Het woord ‘syndroom‘ betekent dat een combinatie van meerdere ziekte-verschijnselen gezamenlijk één ziektebeeld vormen. Het Ehlers-Danlos syndroom is een erfelijke aandoening waarbij het bindweefsel niet goed is aangelegd. Bind- of steunweefsel zit overal in ons lichaam waar steun gegeven moet worden. Dit betekent dat het een belangrijk bestanddeel is van bijvoorbeeld botten en van de banden die gewrichten op hun plaats houden. Maar het zorgt er ook voor dat de huid vast zit aan de onderliggende laag en dat de tanden in hun kassen blijven zitten.

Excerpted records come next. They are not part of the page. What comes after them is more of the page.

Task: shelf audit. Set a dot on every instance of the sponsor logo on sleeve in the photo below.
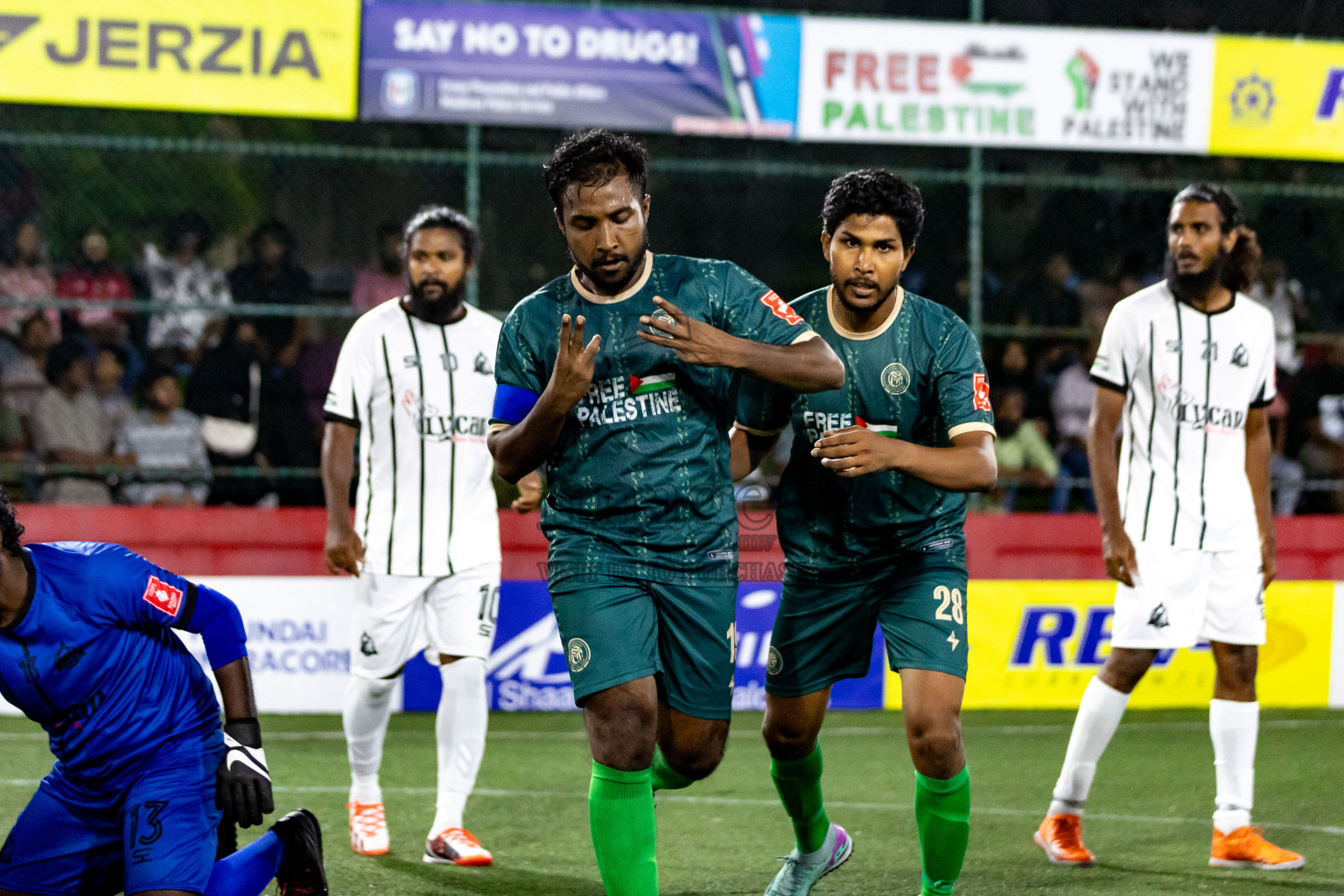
(982, 393)
(163, 595)
(780, 308)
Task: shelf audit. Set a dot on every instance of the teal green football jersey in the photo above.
(918, 378)
(639, 480)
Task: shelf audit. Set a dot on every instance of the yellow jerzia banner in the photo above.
(1280, 98)
(243, 57)
(1033, 645)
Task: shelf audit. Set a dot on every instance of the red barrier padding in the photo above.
(290, 542)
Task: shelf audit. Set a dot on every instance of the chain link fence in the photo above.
(1032, 248)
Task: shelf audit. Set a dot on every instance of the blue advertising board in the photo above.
(550, 66)
(527, 670)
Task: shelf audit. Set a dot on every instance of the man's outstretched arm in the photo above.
(807, 366)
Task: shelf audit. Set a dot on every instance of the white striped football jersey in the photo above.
(1190, 381)
(421, 396)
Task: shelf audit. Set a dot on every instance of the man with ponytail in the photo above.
(1186, 368)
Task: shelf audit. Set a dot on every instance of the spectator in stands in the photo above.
(1316, 426)
(92, 276)
(164, 437)
(69, 427)
(24, 274)
(1286, 300)
(1048, 298)
(109, 368)
(228, 386)
(185, 278)
(273, 277)
(24, 379)
(1286, 476)
(1020, 449)
(1070, 403)
(385, 278)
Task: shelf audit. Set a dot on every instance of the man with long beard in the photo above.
(416, 384)
(1188, 367)
(634, 426)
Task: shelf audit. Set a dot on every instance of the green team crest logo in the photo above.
(578, 654)
(895, 378)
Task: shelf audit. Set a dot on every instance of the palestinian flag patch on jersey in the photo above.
(652, 383)
(880, 429)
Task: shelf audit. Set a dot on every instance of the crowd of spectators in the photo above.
(197, 403)
(193, 403)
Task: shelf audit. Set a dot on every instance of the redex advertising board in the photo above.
(243, 57)
(907, 82)
(581, 66)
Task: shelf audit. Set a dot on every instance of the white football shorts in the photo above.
(398, 615)
(1183, 597)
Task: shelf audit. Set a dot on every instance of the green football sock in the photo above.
(666, 777)
(942, 815)
(799, 783)
(624, 832)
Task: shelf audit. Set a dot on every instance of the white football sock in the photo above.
(1234, 727)
(368, 705)
(460, 732)
(1098, 717)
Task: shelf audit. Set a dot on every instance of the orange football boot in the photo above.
(1248, 848)
(1062, 838)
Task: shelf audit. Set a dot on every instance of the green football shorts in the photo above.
(616, 629)
(824, 627)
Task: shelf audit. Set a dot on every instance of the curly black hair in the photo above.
(875, 191)
(11, 531)
(1242, 268)
(444, 218)
(594, 158)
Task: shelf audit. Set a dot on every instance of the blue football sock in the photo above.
(250, 870)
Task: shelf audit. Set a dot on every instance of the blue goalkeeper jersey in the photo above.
(90, 659)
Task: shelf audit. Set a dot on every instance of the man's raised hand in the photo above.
(574, 360)
(694, 341)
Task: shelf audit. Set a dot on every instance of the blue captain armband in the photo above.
(512, 403)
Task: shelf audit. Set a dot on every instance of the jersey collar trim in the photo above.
(620, 298)
(27, 598)
(847, 333)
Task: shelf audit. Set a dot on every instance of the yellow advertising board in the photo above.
(1033, 645)
(1281, 98)
(245, 57)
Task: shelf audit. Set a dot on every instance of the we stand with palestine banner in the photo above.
(907, 82)
(812, 78)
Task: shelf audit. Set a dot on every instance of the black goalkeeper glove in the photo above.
(242, 782)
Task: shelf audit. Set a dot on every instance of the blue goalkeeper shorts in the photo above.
(158, 830)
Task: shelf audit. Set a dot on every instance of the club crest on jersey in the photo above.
(895, 378)
(980, 384)
(578, 654)
(780, 308)
(163, 595)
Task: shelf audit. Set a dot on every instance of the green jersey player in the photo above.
(872, 514)
(634, 429)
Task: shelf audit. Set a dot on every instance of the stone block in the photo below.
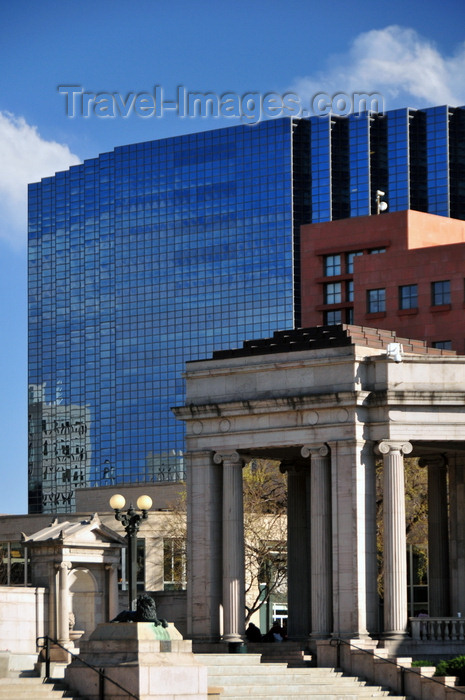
(150, 662)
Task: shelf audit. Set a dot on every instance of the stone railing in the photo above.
(437, 629)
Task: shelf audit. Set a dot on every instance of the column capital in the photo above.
(232, 457)
(317, 450)
(385, 447)
(62, 565)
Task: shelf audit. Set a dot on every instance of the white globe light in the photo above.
(144, 502)
(117, 501)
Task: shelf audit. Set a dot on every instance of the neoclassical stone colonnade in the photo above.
(326, 410)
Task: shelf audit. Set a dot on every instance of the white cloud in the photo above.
(405, 67)
(25, 157)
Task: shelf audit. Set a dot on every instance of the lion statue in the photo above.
(146, 611)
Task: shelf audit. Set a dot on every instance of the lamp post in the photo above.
(131, 521)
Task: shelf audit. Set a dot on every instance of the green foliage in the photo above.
(452, 667)
(416, 515)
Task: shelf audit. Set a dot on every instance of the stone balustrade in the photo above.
(437, 629)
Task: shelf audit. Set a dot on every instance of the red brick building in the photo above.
(401, 271)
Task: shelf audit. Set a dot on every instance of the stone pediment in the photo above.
(76, 534)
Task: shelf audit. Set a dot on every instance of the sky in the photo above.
(78, 78)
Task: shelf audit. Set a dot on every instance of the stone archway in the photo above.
(83, 595)
(324, 399)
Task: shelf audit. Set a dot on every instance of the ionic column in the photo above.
(457, 531)
(320, 539)
(112, 588)
(233, 547)
(63, 602)
(298, 552)
(395, 549)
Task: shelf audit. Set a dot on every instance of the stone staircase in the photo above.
(26, 685)
(243, 676)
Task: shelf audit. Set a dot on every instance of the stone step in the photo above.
(33, 688)
(241, 677)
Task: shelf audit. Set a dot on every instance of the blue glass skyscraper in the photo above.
(161, 252)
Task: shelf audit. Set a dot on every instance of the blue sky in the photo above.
(412, 53)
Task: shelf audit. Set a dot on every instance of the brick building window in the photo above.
(332, 265)
(333, 293)
(376, 300)
(350, 261)
(350, 290)
(440, 293)
(332, 318)
(408, 296)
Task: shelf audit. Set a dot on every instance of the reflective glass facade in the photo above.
(161, 252)
(139, 260)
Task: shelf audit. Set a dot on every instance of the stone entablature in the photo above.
(273, 398)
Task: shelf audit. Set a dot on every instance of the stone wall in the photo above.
(23, 618)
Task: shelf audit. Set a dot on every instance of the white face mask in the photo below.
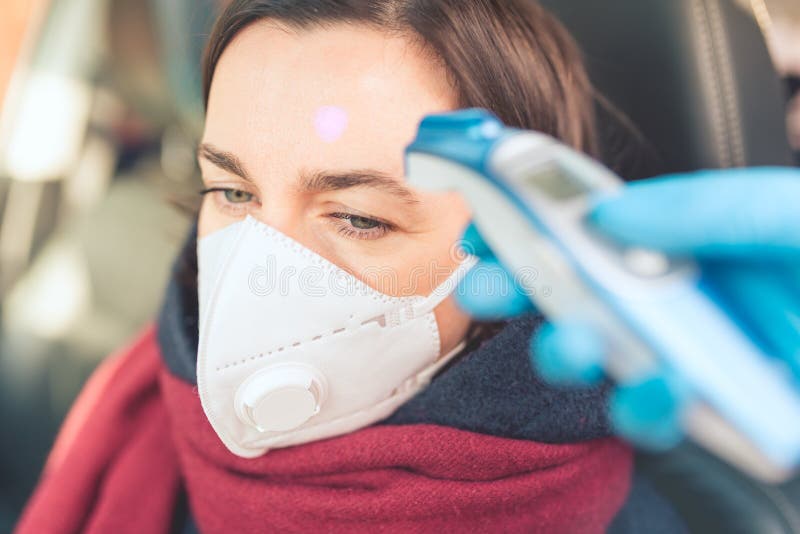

De samenstelling van het bindweefsel hangt af van de functie die het in ons lichaam vervult. Een stoornis in het bindweefsel van de gewrichtsbanden die moeten zorgen dat gewrichten stevig in elkaar zitten, geeft andere klachten dan een stoornis in het bindweefsel dat de huid stevigheid geeft. Dit is dan ook de reden dat er verschillende types van het Ehlers-Danlos syndroom worden onderscheiden. Hoeveel mensen aan dit syndroom lijden is niet bekend.
Wat is de oorzaak van de ziekte?
Alle types Ehlers-Danlos zijn erfelijk.
Ze kunnen echter op een verschillende manier overerven: Een dominant erfelijke manier, waarbij de aandoening direct van ouder op kind overerft.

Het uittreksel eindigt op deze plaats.